Hewan tersebut adalah seekor betina berusia 25 tahun bernama Filó. Milik spesies jabuti-piranga (Karbonaria Chelonoidis), yang berasal dari Brasil, ia memiliki masalah reproduksi yang serius dan harus menjalani operasi koreksi untuk mengambil sel telurnya.
Namun, setelah operasi, Filó mengalami nekrosis pada plastron – bagian ventral kuku – tempat sayatan bedah dibuat. Oleh karena itu, pemiliknya mencari dokter hewan lain untuk mengobati cederanya: Giuliano Setem, pemilik klinik hewan peliharaan tidak konvensional di Piracicaba (SP).

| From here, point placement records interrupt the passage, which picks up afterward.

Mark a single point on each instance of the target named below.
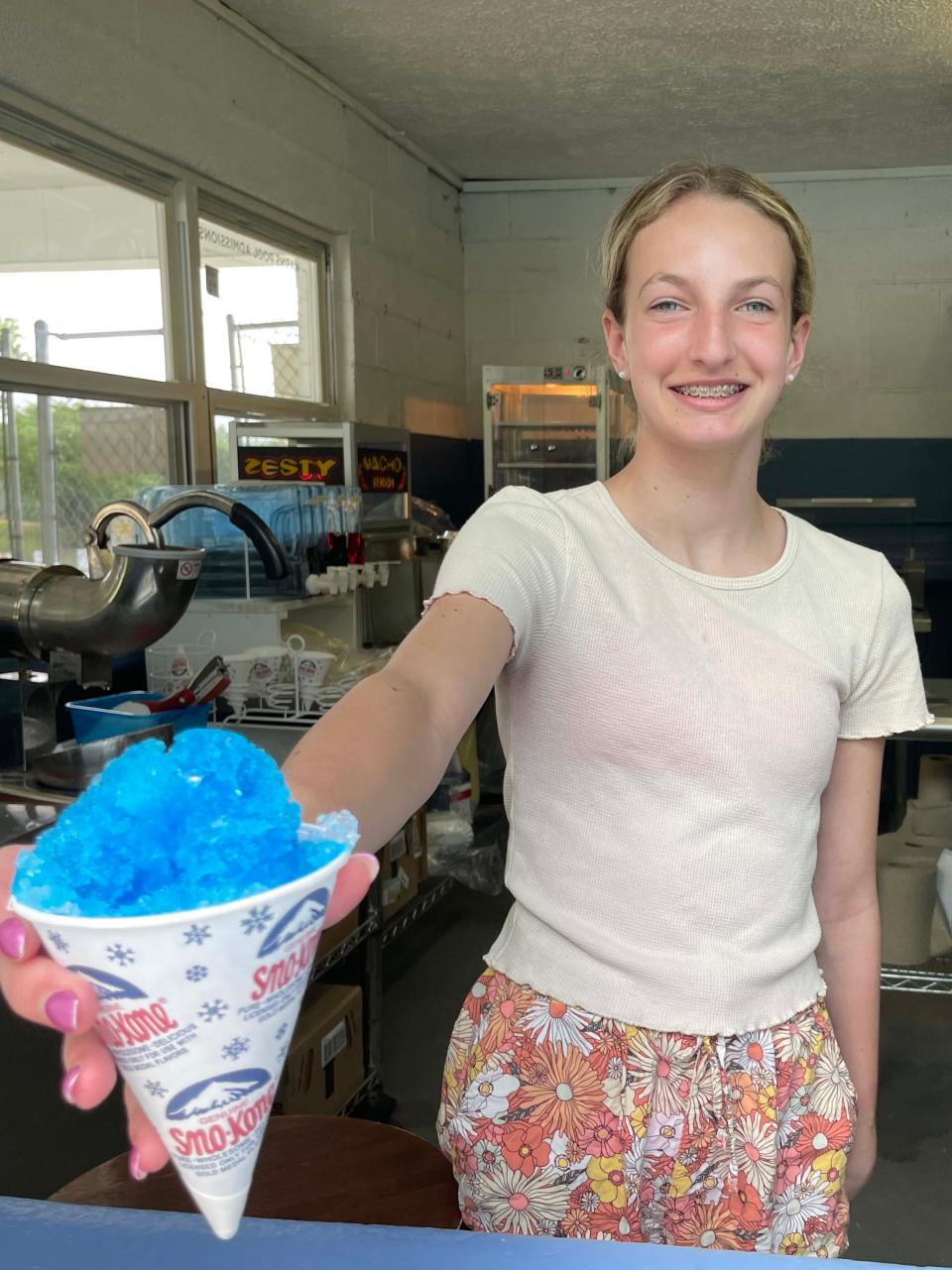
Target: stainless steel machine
(60, 629)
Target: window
(260, 316)
(104, 387)
(80, 283)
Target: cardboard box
(325, 1063)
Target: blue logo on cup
(305, 913)
(217, 1092)
(109, 986)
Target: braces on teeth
(714, 390)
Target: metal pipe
(102, 334)
(141, 597)
(46, 457)
(99, 522)
(12, 459)
(267, 546)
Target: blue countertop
(36, 1234)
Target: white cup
(310, 669)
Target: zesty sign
(319, 466)
(382, 471)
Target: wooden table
(310, 1169)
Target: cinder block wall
(880, 358)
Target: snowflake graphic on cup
(235, 1048)
(257, 920)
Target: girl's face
(707, 339)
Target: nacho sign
(382, 471)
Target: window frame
(184, 197)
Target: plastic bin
(95, 720)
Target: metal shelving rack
(371, 936)
(934, 979)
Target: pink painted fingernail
(68, 1085)
(13, 938)
(62, 1010)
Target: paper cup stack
(914, 871)
(197, 1008)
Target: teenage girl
(675, 1040)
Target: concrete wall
(880, 357)
(178, 80)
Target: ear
(798, 343)
(614, 340)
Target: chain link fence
(266, 360)
(100, 452)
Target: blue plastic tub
(95, 719)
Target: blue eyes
(752, 306)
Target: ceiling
(497, 89)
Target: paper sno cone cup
(197, 1008)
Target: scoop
(210, 682)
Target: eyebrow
(675, 280)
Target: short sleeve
(889, 695)
(513, 552)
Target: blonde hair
(654, 195)
(659, 192)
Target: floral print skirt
(559, 1121)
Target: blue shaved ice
(204, 822)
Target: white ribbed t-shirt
(667, 737)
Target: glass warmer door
(544, 434)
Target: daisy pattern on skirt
(754, 1054)
(607, 1135)
(712, 1225)
(518, 1205)
(829, 1092)
(664, 1133)
(794, 1208)
(792, 1040)
(830, 1169)
(488, 1095)
(628, 1140)
(566, 1094)
(658, 1065)
(758, 1144)
(816, 1135)
(557, 1024)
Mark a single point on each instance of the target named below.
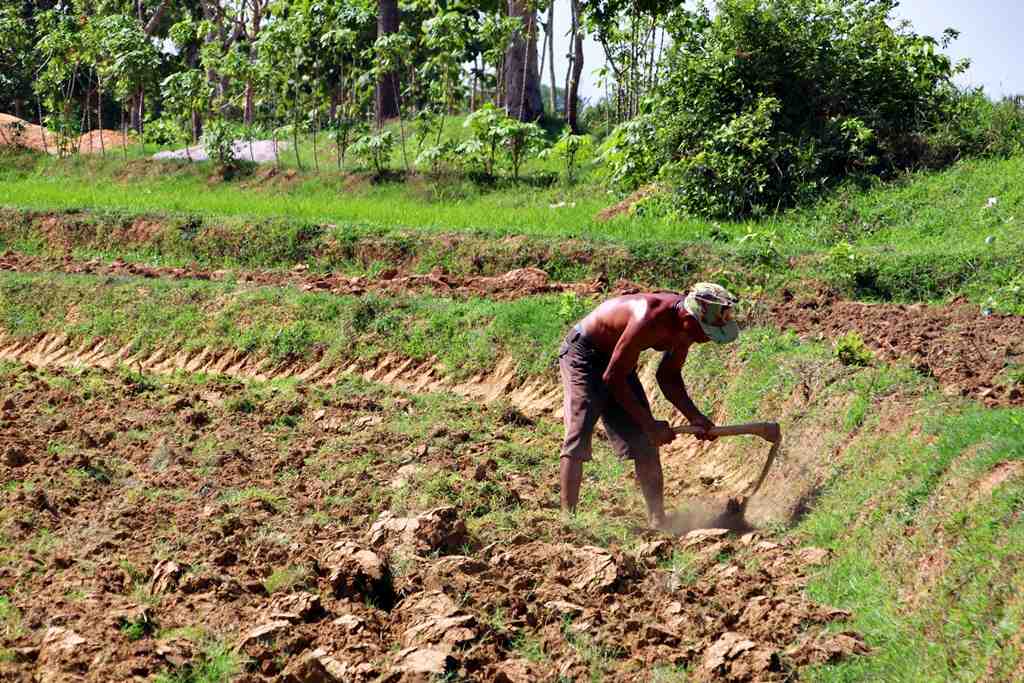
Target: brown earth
(964, 349)
(512, 285)
(142, 519)
(19, 133)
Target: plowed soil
(967, 351)
(351, 534)
(512, 285)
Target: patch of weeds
(850, 349)
(597, 656)
(42, 543)
(138, 584)
(136, 629)
(1012, 375)
(55, 447)
(241, 403)
(285, 580)
(497, 619)
(529, 647)
(668, 673)
(275, 501)
(682, 567)
(218, 664)
(196, 634)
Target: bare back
(652, 321)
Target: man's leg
(630, 441)
(569, 477)
(648, 469)
(584, 400)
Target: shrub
(851, 350)
(631, 154)
(218, 139)
(570, 150)
(769, 101)
(374, 151)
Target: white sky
(991, 36)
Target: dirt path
(969, 353)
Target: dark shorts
(588, 397)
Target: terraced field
(263, 452)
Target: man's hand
(660, 433)
(704, 423)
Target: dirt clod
(439, 529)
(356, 572)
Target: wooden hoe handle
(769, 431)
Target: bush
(374, 151)
(851, 350)
(769, 101)
(164, 131)
(218, 140)
(570, 150)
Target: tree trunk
(576, 70)
(250, 110)
(551, 67)
(386, 99)
(522, 81)
(137, 111)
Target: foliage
(850, 349)
(519, 139)
(17, 58)
(570, 150)
(630, 155)
(374, 150)
(766, 102)
(485, 126)
(218, 139)
(493, 130)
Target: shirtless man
(598, 365)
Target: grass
(284, 580)
(929, 237)
(218, 664)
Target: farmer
(598, 365)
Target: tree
(17, 61)
(387, 94)
(576, 70)
(522, 81)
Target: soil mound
(19, 133)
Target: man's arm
(670, 379)
(623, 363)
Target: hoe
(769, 431)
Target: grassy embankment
(930, 237)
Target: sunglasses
(716, 313)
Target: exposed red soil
(130, 503)
(512, 285)
(964, 349)
(19, 133)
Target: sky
(991, 36)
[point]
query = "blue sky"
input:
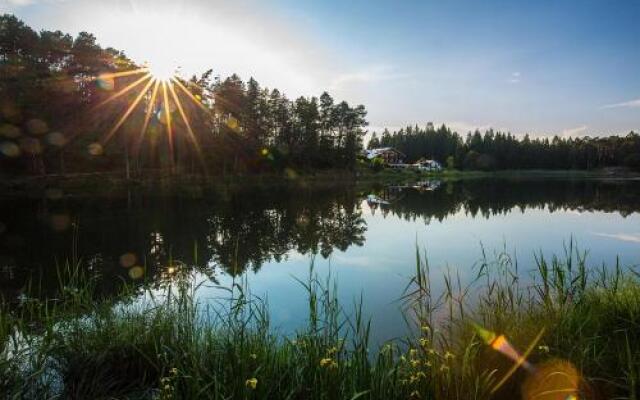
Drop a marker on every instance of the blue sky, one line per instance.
(539, 67)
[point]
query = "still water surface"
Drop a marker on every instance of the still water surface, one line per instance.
(366, 237)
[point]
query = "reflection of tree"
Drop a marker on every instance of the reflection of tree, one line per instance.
(233, 230)
(245, 228)
(486, 197)
(253, 229)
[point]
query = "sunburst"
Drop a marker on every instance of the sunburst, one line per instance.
(158, 87)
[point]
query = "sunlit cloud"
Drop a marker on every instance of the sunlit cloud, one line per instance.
(624, 237)
(625, 104)
(571, 132)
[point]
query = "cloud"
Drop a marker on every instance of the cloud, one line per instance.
(625, 104)
(569, 132)
(463, 127)
(370, 74)
(515, 77)
(625, 237)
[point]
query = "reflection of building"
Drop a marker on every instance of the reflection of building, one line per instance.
(387, 154)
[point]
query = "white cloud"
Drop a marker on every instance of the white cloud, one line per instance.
(370, 74)
(625, 104)
(569, 132)
(515, 77)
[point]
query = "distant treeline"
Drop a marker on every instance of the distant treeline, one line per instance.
(500, 150)
(52, 119)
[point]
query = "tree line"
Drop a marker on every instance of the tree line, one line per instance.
(52, 119)
(494, 150)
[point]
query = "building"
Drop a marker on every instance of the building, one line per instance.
(428, 165)
(387, 154)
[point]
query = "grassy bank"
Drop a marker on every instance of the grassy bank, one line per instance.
(583, 330)
(91, 184)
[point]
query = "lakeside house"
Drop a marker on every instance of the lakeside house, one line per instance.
(389, 155)
(428, 165)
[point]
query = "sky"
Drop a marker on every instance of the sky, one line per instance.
(547, 67)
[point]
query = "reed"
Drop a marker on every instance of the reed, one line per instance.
(164, 344)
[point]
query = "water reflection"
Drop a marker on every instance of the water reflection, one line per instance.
(231, 231)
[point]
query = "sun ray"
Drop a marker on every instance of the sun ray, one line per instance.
(147, 116)
(188, 93)
(118, 74)
(167, 115)
(520, 361)
(192, 136)
(128, 112)
(125, 90)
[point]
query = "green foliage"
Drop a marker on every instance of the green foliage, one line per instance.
(377, 164)
(53, 79)
(499, 150)
(167, 345)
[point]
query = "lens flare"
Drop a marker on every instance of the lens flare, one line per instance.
(153, 89)
(162, 72)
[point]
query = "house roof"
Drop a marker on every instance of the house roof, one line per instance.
(373, 153)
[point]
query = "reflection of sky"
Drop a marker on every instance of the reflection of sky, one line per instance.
(380, 270)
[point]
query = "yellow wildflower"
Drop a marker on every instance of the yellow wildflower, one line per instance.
(251, 383)
(325, 361)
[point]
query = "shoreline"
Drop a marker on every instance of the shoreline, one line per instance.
(114, 182)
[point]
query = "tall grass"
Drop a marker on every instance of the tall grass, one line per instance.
(167, 345)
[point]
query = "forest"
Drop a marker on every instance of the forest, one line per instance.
(66, 108)
(495, 150)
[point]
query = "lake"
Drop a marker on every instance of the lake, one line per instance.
(364, 235)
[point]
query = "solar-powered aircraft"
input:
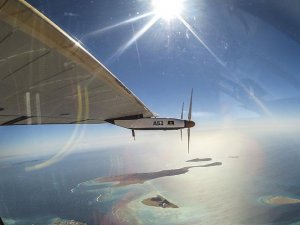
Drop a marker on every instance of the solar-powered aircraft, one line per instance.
(47, 77)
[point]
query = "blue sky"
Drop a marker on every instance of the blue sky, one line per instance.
(239, 62)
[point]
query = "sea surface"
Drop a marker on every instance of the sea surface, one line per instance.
(227, 194)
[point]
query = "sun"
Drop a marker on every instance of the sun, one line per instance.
(167, 9)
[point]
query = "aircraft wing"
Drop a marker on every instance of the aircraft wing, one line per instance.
(48, 78)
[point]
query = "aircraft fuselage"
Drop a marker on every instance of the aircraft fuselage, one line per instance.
(154, 124)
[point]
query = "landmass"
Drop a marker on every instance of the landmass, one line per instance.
(159, 201)
(279, 200)
(140, 178)
(199, 160)
(59, 221)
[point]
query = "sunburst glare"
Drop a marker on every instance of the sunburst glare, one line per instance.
(167, 9)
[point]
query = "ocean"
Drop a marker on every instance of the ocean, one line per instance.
(232, 193)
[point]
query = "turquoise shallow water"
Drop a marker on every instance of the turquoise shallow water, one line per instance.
(226, 194)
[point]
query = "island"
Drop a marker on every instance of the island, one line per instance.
(140, 178)
(279, 200)
(199, 160)
(59, 221)
(159, 201)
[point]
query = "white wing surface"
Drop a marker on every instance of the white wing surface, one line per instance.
(46, 77)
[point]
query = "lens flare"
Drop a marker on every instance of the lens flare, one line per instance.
(167, 9)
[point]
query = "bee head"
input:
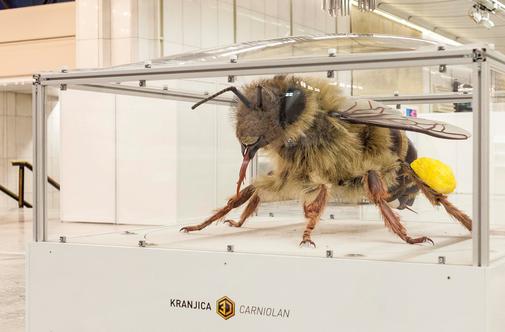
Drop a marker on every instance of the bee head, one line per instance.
(264, 111)
(275, 105)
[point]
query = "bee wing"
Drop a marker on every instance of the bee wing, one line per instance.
(372, 113)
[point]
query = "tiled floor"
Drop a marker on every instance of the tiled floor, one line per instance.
(355, 233)
(15, 232)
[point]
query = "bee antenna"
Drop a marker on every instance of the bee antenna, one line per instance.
(233, 89)
(259, 97)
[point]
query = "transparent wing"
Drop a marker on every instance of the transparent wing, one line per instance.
(369, 112)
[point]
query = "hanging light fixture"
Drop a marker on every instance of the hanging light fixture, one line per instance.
(343, 7)
(480, 14)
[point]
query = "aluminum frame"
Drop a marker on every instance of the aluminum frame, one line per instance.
(461, 56)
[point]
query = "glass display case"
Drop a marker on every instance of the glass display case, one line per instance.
(138, 164)
(186, 162)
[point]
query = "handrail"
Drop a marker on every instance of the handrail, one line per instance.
(22, 164)
(14, 196)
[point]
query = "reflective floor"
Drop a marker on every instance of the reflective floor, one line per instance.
(350, 232)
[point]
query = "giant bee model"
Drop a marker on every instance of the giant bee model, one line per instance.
(323, 146)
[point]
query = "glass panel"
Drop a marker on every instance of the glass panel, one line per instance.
(497, 166)
(156, 166)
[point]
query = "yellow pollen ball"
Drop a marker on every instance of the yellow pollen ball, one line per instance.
(435, 174)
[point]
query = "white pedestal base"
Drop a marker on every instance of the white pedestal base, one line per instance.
(98, 288)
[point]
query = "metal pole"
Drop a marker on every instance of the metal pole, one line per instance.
(21, 186)
(480, 106)
(39, 158)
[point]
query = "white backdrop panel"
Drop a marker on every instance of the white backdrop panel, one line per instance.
(146, 160)
(87, 156)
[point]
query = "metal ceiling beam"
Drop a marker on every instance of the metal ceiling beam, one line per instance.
(417, 20)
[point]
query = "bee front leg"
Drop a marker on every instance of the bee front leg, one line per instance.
(248, 211)
(234, 202)
(313, 212)
(377, 193)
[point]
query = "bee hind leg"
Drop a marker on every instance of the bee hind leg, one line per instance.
(248, 211)
(234, 202)
(377, 193)
(313, 211)
(436, 198)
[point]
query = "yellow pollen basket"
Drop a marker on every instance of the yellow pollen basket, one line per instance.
(435, 174)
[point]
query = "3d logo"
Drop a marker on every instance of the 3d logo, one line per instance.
(225, 307)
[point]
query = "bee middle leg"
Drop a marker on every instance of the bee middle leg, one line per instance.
(377, 193)
(313, 211)
(234, 202)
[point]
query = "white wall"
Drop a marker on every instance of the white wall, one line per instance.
(148, 161)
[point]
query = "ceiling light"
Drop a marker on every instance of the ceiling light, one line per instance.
(480, 15)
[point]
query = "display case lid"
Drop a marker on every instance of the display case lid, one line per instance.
(280, 48)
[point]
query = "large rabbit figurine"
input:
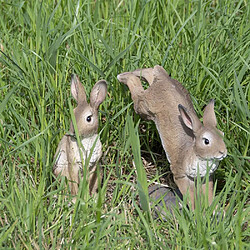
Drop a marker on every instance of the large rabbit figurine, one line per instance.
(68, 160)
(191, 147)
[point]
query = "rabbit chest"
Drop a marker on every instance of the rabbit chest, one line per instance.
(91, 147)
(201, 166)
(69, 152)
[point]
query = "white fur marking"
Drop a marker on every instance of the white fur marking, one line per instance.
(203, 166)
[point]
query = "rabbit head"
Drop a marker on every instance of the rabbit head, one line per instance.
(209, 144)
(86, 114)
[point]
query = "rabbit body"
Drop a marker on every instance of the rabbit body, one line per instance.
(69, 160)
(168, 104)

Setem, sebaliknya, menghubungi Moraes dan menanyakan apakah mungkin untuk melindungi wilayah tersebut dengan prostesis dan, pada saat yang sama, membantu hewan tersebut untuk bergerak lebih baik, karena Filó mengalami masalah motorik yang serius setelah operasi.
“Dengan bertukar informasi dengan Dr. Giuliano, dimungkinkan untuk menciptakan struktur yang, selain menutup wilayah nekrotik, juga memungkinkan kura-kura bergerak lebih cepat”, lapor desainer 3D, melalui email, ke GALILEU. “Prostesisnya dicetak 3D dan bekerja dengan sangat baik.”
Pahami masalah Filó
Filó didiagnosis menderita retensi telur. Dalam konteks ini, kurangnya kontraksi otot merupakan gejala umum, mengingat “sistem reproduksi penyu sebagian besar terdiri dari serat otot”, menurut Setem dalam pernyataan yang dibagikan melalui email.
Dokter hewan menjelaskan bahwa, dalam skenario ini, telur dengan cangkang tipis atau morfologi abnormal sering kali muncul, sehingga mengganggu kemampuan hewan untuk bertelur. “Selama proses ini, sel telur dapat pecah di dalam sistem reproduksi, melepaskan isinya dan menciptakan lingkungan yang ideal untuk pertumbuhan bakteri,” katanya. Proses ini dikenal sebagai retensi telur.